Back in 1947, Washington D.C. Board of REALTORS® President Charles Rush, with his association under federal indictment, told local media that the case was “the first indictment for the violation of Federal antitrust statutes I have ever heard of where the allegations based on evidence so generally known, understood and appreciated by the public.”

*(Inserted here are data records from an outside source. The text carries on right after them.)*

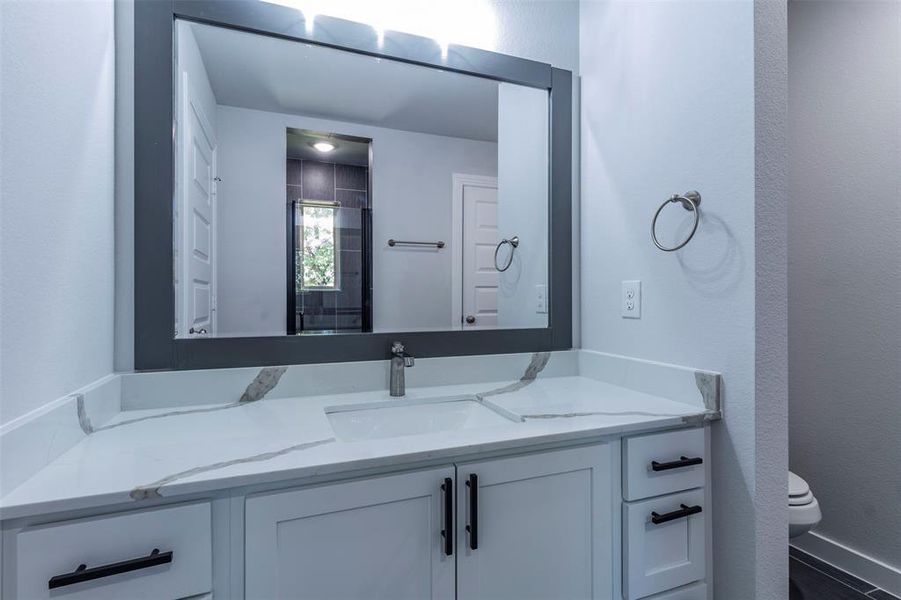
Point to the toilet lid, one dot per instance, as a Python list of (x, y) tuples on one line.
[(797, 487)]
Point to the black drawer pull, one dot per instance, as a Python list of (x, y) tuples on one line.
[(83, 573), (685, 511), (448, 532), (683, 461), (473, 527)]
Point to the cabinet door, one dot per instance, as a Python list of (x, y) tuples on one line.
[(373, 538), (541, 523)]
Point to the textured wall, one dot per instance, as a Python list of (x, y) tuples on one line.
[(845, 268), (56, 168), (668, 105)]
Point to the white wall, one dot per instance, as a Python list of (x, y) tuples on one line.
[(411, 199), (523, 194), (845, 268), (56, 200), (668, 105)]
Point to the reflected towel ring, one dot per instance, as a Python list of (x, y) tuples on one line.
[(514, 244), (690, 201)]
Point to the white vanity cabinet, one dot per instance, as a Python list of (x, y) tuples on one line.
[(665, 515), (163, 553), (370, 538), (536, 526), (531, 526)]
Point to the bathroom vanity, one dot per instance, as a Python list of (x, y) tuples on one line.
[(577, 479), (312, 193)]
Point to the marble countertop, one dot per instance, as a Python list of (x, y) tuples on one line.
[(167, 452)]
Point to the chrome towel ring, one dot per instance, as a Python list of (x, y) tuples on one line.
[(690, 201), (514, 244)]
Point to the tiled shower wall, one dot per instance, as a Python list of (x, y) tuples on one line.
[(348, 185)]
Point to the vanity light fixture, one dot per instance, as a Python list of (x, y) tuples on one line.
[(324, 146)]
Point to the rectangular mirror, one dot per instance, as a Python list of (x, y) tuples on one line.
[(320, 191)]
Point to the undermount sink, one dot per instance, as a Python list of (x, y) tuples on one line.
[(396, 418)]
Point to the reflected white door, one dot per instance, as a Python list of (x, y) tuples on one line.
[(480, 237), (197, 216)]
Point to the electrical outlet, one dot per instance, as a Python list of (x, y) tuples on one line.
[(631, 300), (541, 299)]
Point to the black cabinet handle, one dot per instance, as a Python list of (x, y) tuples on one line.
[(685, 511), (683, 461), (83, 573), (473, 527), (448, 532)]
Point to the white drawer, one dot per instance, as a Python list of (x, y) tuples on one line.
[(51, 550), (654, 464), (695, 591), (664, 555)]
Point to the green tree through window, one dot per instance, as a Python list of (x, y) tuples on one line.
[(316, 256)]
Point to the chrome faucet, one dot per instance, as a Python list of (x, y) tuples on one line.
[(399, 361)]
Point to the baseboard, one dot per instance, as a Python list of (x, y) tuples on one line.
[(880, 574)]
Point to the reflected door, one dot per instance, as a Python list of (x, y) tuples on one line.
[(197, 220), (480, 238)]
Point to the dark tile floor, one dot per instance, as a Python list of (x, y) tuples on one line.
[(812, 579)]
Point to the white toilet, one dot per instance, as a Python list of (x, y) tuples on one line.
[(803, 508)]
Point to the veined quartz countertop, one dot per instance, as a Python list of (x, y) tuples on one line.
[(167, 452)]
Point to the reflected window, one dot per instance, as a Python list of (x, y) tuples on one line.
[(317, 253)]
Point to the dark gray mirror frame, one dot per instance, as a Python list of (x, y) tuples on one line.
[(155, 345)]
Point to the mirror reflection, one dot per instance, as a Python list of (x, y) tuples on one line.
[(320, 191)]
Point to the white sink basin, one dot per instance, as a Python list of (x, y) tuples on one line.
[(375, 420)]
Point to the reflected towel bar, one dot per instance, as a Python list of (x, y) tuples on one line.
[(392, 242)]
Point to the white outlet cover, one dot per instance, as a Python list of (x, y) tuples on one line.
[(541, 299), (631, 300)]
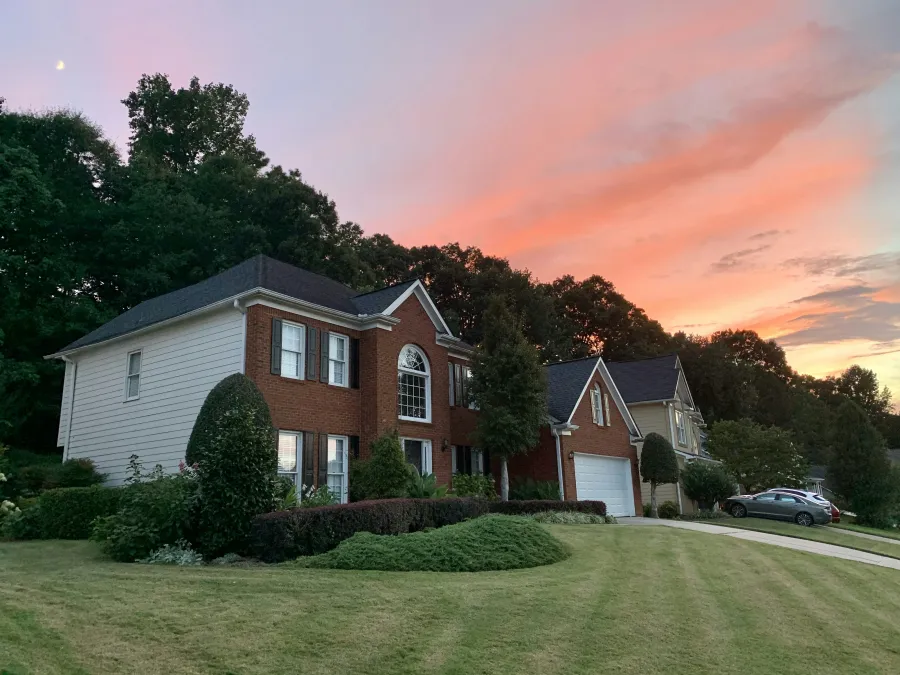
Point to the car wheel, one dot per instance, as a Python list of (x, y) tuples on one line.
[(803, 519)]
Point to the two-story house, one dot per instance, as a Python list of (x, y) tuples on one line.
[(337, 368), (657, 394)]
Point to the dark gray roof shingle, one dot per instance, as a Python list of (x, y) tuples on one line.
[(565, 382), (257, 272), (646, 380), (378, 301)]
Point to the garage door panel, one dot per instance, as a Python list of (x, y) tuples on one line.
[(607, 479)]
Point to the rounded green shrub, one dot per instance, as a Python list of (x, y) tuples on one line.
[(669, 510), (233, 446), (480, 545)]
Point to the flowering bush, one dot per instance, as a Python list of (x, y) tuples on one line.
[(180, 553)]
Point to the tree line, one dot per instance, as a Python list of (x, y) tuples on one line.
[(86, 233)]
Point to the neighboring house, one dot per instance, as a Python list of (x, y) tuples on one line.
[(337, 368), (591, 444), (660, 401)]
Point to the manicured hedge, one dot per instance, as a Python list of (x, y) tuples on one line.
[(67, 513), (285, 535), (530, 507)]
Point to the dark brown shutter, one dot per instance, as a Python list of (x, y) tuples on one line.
[(312, 353), (323, 359), (309, 453), (323, 459), (276, 346), (354, 370)]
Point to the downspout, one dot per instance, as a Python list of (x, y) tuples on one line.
[(71, 406), (562, 490), (243, 311)]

Here in 2023, as organized real estate is facing similar accusations, Glass emphasized that NAR gives consumers a choice “all the way up until the time they sign the contract.” He asserted that the plaintiffs are in effect suggesting that buyers do not need to nor should work with an agent, and that they will use testimony from Australian real estate professionals to support the fact that buyer’s agents are unnecessary.
“By the mid ’90s, free market forces said buyers should have agents,” said Glass. “It wasn’t decided by NAR. NAR responded.” He later referred to the case as “a broadside attack on what NAR has done to help the free market.”
Glass additionally scoffed at the plaintiffs’ assertion that four corporations and 1.6 million local agents conspired to create price-fixed buyer agent commissions. “Everything NAR does is public,” he said. “All the plaintiffs have is conjecture that somehow NAR hoodwinked the entire world for 25 years until the plaintiffs finally figured it out.”
As emphasized in an Oct. 6 trial brief filed by NAR, the defendants continue to argue that “cooperation between agents to sell a home, and offers of compensation from one agent to the other are not evidence of a conspiracy.” The brief also cites the fact that NAR has a specific antitrust compliance policy, which disallows the kind of overt price fixing and collusion that the plaintiffs are trying to prove, including any effort to “fix, control, recommend, or suggest the commissions or fees charged for real estate brokerage services.”
“’Cooperation’ under NAR’s Code of Ethics is a defined term that simply means sharing the information about a listed property or making the listed property available to other agents to show to potential buyers,” said the brief.
Opening statements continued well into the afternoon from lead attorneys representing HomeServices of America, BHHS and Keller Williams. Taking place at the Federal District Court of Western Missouri, located in Kansas City, the trial is presided over by the Honorable Stephen R. Bough.